Sejauh mana klaim di atas memperoleh legitimasi historis serta validitas akademik? Adakah bangsa lain dan gerakan ideologi lain yang telah memiliki Pancasila sebelum Soekarno menyampaikan pidatonya di depan sidang BPUPKI, 1 Juni 1945?
....Pancasila bukanlah produk domestik yang orisinal, melainkan intervensi ideologi transnasional....
Sebagai peletak dasar negara Pancasila, Bung Karno mengaku, dalam merumuskan ideologi kebangsaannya, banyak terpengaruh pemikiran dari luar. Di depan sidang BPUPKI, Bung Karno mendiskripsikan pengakuannya:
“Pada waktu saya berumur 16 tahun, saya dipengaruhi oleh seorang sosialis bernama A. Baars, yang memberi pelajaran pada saya, ‘jangan berpaham kebangsaan, tapi berpahamlah rasa kemanusiaan sedunia”.
Tetapi pada tahun 1918, kata Bung Karno selanjutnya, alhamdulillah ada orang lain yang memperingatkan saya, yaitu Dr. Sun Yat Sen. Di dalam tulisannya San Min Chu I atau The Three People’s Principles, saya mendapat pelajaran yang membongkar kosmopolitisme yang diajarkan A. Baars itu. Sejak itu tertanamlah rasa kebangsaan di hati saya oleh pengaruh buku tersebut.”
Pengakuan jujur Bung Karno ini membuktikan, sebenarnya Pancasila bukanlah produk domestik yang orisinal, melainkan intervensi ideologi transnasional yang dikemas dalam format domestik.

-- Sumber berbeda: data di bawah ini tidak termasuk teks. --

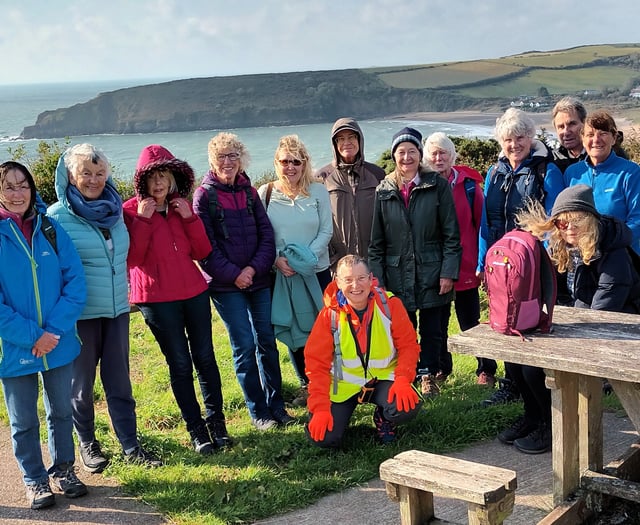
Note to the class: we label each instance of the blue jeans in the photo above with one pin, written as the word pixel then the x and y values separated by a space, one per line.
pixel 247 317
pixel 104 340
pixel 168 322
pixel 21 398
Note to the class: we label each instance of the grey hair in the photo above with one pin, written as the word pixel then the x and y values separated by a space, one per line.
pixel 74 155
pixel 568 104
pixel 441 141
pixel 514 123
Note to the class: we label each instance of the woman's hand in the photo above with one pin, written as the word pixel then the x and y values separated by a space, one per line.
pixel 446 285
pixel 245 279
pixel 282 264
pixel 146 207
pixel 45 344
pixel 182 207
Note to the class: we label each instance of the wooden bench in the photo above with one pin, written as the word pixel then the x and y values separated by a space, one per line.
pixel 413 477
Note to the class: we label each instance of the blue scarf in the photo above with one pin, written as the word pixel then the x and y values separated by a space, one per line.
pixel 101 213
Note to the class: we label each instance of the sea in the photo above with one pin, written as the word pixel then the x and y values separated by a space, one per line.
pixel 21 104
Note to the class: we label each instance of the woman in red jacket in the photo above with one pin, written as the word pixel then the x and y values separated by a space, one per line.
pixel 171 292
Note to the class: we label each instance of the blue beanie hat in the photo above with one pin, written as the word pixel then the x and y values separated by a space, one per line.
pixel 407 135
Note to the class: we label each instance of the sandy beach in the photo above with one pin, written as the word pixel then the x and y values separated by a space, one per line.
pixel 488 118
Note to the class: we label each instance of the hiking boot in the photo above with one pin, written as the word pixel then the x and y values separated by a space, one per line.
pixel 218 432
pixel 142 457
pixel 68 483
pixel 507 393
pixel 428 386
pixel 39 495
pixel 301 397
pixel 92 458
pixel 385 430
pixel 201 441
pixel 537 442
pixel 264 424
pixel 282 417
pixel 486 379
pixel 521 428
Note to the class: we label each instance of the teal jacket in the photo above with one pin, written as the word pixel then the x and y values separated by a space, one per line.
pixel 105 269
pixel 412 248
pixel 41 289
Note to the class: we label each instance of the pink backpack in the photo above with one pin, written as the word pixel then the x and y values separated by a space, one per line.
pixel 521 284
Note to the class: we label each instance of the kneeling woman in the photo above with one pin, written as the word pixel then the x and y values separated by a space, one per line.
pixel 171 292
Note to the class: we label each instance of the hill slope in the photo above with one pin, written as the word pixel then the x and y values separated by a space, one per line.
pixel 323 96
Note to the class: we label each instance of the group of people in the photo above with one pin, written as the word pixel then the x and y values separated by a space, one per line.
pixel 354 271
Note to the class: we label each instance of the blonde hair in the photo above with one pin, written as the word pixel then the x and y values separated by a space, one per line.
pixel 292 145
pixel 226 140
pixel 534 219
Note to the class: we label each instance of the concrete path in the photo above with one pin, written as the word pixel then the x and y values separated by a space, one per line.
pixel 368 504
pixel 104 505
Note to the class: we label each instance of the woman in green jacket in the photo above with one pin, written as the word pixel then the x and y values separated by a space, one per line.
pixel 415 251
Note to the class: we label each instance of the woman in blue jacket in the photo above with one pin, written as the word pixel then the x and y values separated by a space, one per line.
pixel 42 293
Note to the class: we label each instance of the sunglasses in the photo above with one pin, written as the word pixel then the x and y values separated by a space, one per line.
pixel 285 162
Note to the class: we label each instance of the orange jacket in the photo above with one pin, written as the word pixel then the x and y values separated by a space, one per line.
pixel 318 352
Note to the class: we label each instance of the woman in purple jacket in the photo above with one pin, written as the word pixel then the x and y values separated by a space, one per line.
pixel 240 270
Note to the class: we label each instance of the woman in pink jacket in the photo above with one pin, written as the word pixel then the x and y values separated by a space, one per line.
pixel 440 155
pixel 171 292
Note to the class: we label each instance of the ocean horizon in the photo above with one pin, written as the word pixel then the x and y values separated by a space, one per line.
pixel 20 106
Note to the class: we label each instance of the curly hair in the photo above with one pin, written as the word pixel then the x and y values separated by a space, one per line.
pixel 534 219
pixel 292 145
pixel 224 141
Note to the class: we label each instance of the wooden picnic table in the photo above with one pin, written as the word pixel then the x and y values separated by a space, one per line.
pixel 584 347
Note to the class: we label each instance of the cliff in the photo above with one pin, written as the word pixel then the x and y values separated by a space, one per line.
pixel 240 101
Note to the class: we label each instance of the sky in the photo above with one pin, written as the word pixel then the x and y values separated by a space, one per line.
pixel 91 40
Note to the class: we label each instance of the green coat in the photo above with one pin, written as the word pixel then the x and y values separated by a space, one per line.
pixel 412 249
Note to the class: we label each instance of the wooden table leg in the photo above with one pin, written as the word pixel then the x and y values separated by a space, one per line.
pixel 590 423
pixel 564 421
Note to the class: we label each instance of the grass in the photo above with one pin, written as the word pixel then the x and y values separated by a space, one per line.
pixel 270 473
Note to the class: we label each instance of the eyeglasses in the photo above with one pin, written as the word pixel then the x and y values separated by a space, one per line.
pixel 563 225
pixel 231 156
pixel 285 162
pixel 16 189
pixel 360 280
pixel 347 138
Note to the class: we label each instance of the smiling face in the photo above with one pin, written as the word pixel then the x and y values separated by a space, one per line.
pixel 440 160
pixel 347 144
pixel 569 127
pixel 226 164
pixel 516 148
pixel 597 143
pixel 90 178
pixel 355 283
pixel 407 158
pixel 15 192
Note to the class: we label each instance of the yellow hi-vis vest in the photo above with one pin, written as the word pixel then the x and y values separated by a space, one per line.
pixel 347 372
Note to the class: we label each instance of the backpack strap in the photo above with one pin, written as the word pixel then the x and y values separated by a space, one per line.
pixel 549 290
pixel 215 210
pixel 49 231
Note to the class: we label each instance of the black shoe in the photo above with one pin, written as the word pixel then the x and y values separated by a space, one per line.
pixel 142 457
pixel 282 417
pixel 218 432
pixel 92 458
pixel 507 393
pixel 537 442
pixel 39 495
pixel 519 429
pixel 201 441
pixel 68 483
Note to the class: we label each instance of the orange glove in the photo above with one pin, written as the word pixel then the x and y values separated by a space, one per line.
pixel 406 396
pixel 320 422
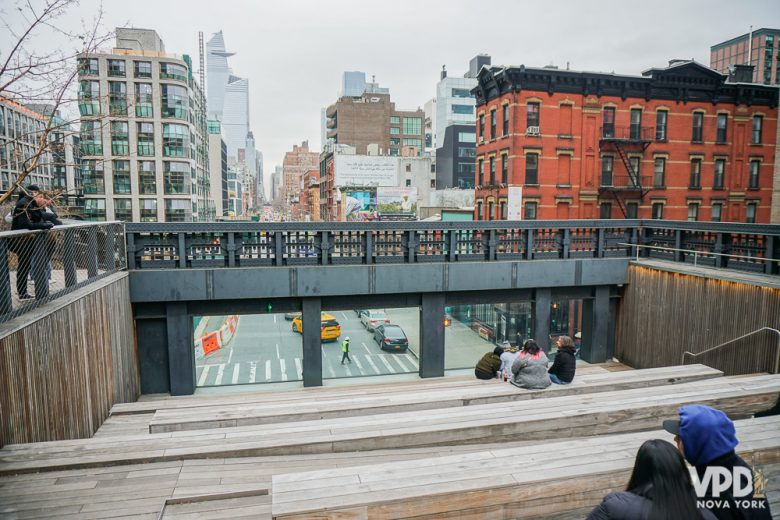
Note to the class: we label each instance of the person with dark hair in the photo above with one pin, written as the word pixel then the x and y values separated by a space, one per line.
pixel 564 364
pixel 488 366
pixel 28 214
pixel 660 488
pixel 706 437
pixel 530 368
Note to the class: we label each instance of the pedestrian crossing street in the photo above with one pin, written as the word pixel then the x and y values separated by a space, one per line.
pixel 291 369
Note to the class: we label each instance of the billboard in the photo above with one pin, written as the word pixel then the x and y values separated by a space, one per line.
pixel 358 205
pixel 397 200
pixel 514 210
pixel 366 170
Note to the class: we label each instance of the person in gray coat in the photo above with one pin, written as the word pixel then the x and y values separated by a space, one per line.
pixel 529 369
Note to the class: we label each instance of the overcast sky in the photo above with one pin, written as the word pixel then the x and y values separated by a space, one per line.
pixel 294 52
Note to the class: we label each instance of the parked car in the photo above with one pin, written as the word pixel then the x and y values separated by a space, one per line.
pixel 330 329
pixel 391 337
pixel 371 318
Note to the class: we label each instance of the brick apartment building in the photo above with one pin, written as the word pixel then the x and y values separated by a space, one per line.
pixel 680 142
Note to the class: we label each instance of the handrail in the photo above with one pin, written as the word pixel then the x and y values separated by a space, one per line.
pixel 777 347
pixel 696 253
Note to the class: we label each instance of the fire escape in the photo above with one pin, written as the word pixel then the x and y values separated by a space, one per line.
pixel 628 143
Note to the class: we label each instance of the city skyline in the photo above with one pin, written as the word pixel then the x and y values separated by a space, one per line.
pixel 294 55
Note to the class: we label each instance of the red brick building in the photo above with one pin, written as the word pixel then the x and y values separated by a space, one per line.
pixel 677 143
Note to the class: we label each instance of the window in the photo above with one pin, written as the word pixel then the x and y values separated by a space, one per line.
pixel 753 175
pixel 609 122
pixel 717 211
pixel 91 138
pixel 147 178
pixel 693 212
pixel 119 138
pixel 145 139
pixel 413 125
pixel 148 210
pixel 659 172
pixel 636 123
pixel 529 211
pixel 695 181
pixel 462 109
pixel 143 69
pixel 176 140
pixel 116 68
pixel 660 125
pixel 89 98
pixel 88 66
pixel 95 209
pixel 143 100
pixel 758 124
pixel 123 210
pixel 720 170
pixel 121 170
pixel 532 115
pixel 607 163
pixel 750 213
pixel 176 175
pixel 173 71
pixel 698 123
pixel 177 210
pixel 532 168
pixel 92 176
pixel 721 134
pixel 117 98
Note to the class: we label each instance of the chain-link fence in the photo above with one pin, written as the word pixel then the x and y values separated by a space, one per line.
pixel 38 266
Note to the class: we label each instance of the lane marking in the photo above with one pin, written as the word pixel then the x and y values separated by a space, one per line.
pixel 220 373
pixel 203 375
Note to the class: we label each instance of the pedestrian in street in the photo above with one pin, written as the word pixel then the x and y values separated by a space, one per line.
pixel 345 351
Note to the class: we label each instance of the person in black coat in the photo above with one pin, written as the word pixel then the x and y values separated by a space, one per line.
pixel 564 364
pixel 29 213
pixel 660 487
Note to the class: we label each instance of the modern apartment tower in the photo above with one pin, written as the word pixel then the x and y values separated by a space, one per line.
pixel 143 133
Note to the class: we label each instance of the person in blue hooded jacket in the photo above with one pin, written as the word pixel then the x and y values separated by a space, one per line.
pixel 706 437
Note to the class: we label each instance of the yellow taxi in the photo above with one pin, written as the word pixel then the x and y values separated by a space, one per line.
pixel 330 330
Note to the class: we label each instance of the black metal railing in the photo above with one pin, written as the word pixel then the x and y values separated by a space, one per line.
pixel 246 244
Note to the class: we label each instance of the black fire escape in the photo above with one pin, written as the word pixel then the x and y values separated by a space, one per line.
pixel 627 142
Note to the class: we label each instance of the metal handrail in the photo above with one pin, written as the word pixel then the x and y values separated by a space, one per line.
pixel 696 253
pixel 770 329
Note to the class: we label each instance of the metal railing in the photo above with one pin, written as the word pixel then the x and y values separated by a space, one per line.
pixel 776 365
pixel 240 244
pixel 37 267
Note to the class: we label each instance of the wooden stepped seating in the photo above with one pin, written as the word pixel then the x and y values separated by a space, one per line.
pixel 566 416
pixel 543 480
pixel 398 400
pixel 166 402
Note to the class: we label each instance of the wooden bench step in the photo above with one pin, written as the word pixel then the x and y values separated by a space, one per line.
pixel 535 481
pixel 567 416
pixel 397 400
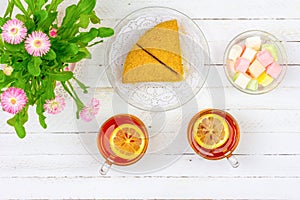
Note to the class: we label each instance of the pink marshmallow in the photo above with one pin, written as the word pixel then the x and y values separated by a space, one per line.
pixel 242 64
pixel 265 58
pixel 274 70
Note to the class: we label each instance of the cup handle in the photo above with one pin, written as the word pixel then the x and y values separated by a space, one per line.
pixel 233 161
pixel 105 168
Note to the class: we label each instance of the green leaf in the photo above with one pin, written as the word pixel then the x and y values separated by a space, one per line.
pixel 5 58
pixel 86 6
pixel 53 6
pixel 51 55
pixel 86 37
pixel 13 47
pixel 94 18
pixel 30 4
pixel 2 22
pixel 71 49
pixel 9 9
pixel 34 66
pixel 49 21
pixel 61 76
pixel 20 6
pixel 21 17
pixel 84 21
pixel 71 16
pixel 40 16
pixel 40 112
pixel 30 25
pixel 2 76
pixel 39 4
pixel 105 32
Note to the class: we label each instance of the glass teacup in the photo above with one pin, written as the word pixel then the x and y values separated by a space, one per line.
pixel 214 134
pixel 122 140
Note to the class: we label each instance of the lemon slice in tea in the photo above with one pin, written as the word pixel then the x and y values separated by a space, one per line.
pixel 127 141
pixel 211 131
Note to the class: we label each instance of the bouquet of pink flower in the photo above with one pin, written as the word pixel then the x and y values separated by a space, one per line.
pixel 35 51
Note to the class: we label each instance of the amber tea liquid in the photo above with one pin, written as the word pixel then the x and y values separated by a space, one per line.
pixel 227 148
pixel 106 131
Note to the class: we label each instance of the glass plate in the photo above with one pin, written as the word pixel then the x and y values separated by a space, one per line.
pixel 167 130
pixel 158 96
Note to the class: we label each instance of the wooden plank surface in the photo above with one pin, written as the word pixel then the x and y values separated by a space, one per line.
pixel 55 164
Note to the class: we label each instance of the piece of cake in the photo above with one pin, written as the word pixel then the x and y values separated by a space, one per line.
pixel 156 57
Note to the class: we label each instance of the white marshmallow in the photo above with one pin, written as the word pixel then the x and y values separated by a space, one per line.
pixel 249 54
pixel 253 42
pixel 242 80
pixel 235 52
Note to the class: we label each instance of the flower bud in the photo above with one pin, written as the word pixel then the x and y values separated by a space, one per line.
pixel 53 33
pixel 8 70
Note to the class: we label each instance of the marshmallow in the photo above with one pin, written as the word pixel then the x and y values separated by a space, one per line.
pixel 265 58
pixel 252 85
pixel 264 79
pixel 242 64
pixel 256 69
pixel 253 42
pixel 274 70
pixel 272 49
pixel 249 54
pixel 235 52
pixel 242 80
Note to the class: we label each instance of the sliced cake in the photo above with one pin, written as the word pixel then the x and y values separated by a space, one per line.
pixel 156 57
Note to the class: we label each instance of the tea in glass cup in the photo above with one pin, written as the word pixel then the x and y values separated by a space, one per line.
pixel 214 134
pixel 122 140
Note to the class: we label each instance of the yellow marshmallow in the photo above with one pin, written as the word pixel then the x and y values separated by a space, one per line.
pixel 264 79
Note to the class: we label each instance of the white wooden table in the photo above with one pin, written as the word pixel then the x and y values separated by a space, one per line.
pixel 53 163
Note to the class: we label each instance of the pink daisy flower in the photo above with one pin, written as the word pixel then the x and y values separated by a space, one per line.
pixel 88 113
pixel 37 43
pixel 53 33
pixel 13 100
pixel 14 31
pixel 55 106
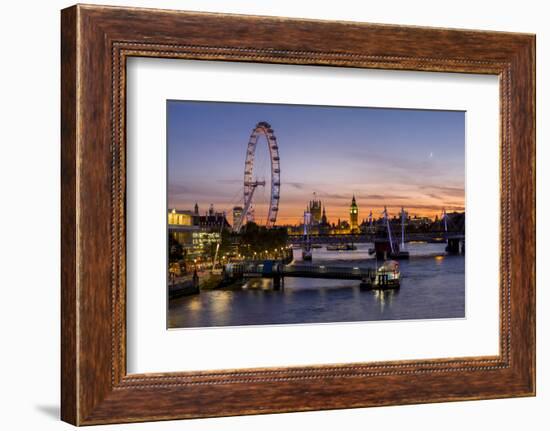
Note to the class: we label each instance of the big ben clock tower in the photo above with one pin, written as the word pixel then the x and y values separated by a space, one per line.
pixel 353 216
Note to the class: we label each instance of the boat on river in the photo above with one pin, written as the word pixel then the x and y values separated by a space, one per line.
pixel 341 247
pixel 386 276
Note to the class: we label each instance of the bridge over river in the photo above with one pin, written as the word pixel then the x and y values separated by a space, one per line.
pixel 368 277
pixel 433 237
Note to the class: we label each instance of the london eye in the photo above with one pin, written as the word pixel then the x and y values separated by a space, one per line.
pixel 252 181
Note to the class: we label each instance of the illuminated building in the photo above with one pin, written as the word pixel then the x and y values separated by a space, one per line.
pixel 180 218
pixel 237 214
pixel 314 208
pixel 353 216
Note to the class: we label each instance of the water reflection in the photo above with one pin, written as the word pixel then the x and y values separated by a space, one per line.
pixel 432 286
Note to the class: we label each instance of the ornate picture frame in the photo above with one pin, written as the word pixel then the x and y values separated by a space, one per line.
pixel 96 41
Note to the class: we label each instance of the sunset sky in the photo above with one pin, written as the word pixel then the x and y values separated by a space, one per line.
pixel 392 157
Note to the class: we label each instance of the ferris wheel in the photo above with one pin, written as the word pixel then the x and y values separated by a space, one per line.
pixel 252 181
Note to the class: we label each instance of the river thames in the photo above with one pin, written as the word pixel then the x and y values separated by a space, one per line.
pixel 432 287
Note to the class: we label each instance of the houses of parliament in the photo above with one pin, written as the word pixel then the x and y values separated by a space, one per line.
pixel 321 225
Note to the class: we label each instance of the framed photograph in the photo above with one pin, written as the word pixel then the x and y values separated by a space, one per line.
pixel 263 215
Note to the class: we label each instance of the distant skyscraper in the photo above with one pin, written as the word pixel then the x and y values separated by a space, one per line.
pixel 354 216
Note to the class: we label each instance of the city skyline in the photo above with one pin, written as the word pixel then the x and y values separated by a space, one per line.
pixel 385 157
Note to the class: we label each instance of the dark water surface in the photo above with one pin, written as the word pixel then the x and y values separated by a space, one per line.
pixel 432 286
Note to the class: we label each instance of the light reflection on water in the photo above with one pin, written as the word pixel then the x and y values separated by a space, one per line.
pixel 432 286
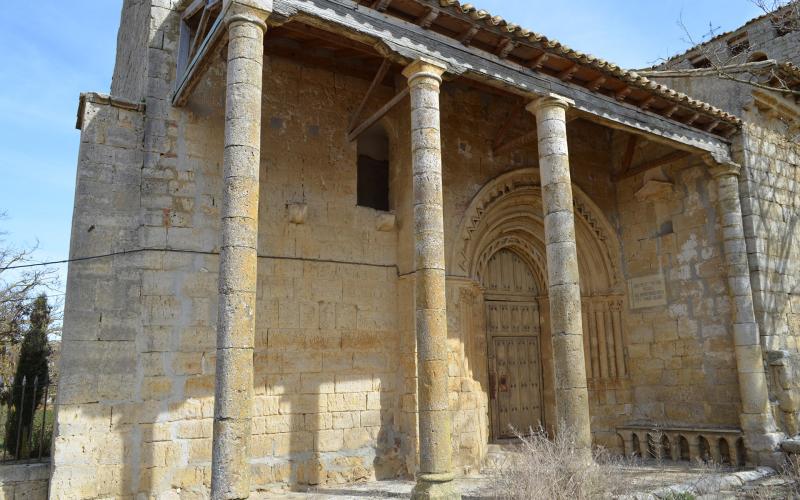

Sebagai derivasi gerakan Zionisme internasional, freemasonry memiliki doktrin Khams Qanun yang diilhami Kitab Talmud. Yaitu, monoteisme (ketuhanan yang maha esa), nasionalisme (berbangsa, berbahasa, dan bertanah air satu Yahudi), humanisme (kemanusiaan yang adil dan beradab bagi Yahudi), demokrasi (dengan cahaya Talmud suara terbanyak adalah suara tuhan), dan sosialisme (keadilan sosial bagi setiap orang Yahudi). (Syer Talmud Qaballa XI:45).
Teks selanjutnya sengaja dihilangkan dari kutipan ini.